Californium(III) polyborate
- Names: Other names Californium borate

Identifiers
- 3D model (JSmol): Interactive image;
- CompTox Dashboard (EPA): DTXSID001045144 ;

Properties
- Chemical formula: Cf[B_{6}O_{8}(OH)_{5}]
- Molar mass: 526.90 g/mol
- Appearance: pale green plates
- Density: 3.842 g/cm^{3}, solid

Structure
- Crystal structure: monoclinic
- Space group: C2/c
- Lattice constant: a = 6.849 Å, b = 18.809 Å, c = 101.36 Å α = 90°, β = 124.72°, γ = 90°
- Lattice volume (V): 910.9
- Formula units (Z): 4
- Coordination geometry: 8 coordinate square antiprism

= Californium(III) polyborate =

Californium polyborate is a covalent compound with formula Cf[B_{6}O_{8}(OH)_{5}]. In this compound the californium is in a +3 oxidation state. This compound is the highest atomic number borate with a visible solid phase. Heavier elements than californium decay too fast to make macroscopic amounts of solid crystals.

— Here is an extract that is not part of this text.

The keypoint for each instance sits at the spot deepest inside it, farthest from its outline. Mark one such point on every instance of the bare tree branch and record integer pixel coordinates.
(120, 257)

Californium polyborate is unusual in that californium is covalently bound to the borate. Californium was expected to resemble lanthanide elements in being highly ionic. The polyborate anion is polarisable and flexible. The 5f, 6d, 7s, and 7p orbitals of californium are all involved on the bonding. Most valence electrons are in the 5f orbital, and a significant fraction (2/3) in the 6d orbital, and smaller fractions of one electron are in the 7s and 7p orbitals.

==Formation==
Californium(III) polyborate can be made by autoclaving a californium(III) chloride solution in water with excess boric acid for a week at 240°C. This is then cooled slowly to room temperature for another three days. Water dissolves excess boric acid to leave insoluble crystals of the borate.

==Properties==
The californium(III) polyborate solid undergoes a green fluorescence of 525 nm with ultraviolet light of wavelengths 365 or 420 nm. There is also an invisible near infrared fluorescence at 1020 nm induced by green light at 546 nm.

==Safety==
Californium polyborate is dangerous because of the radioactivity of californium and its decay daughter curium. Between them these elements emit α particles, gamma rays and neutrons.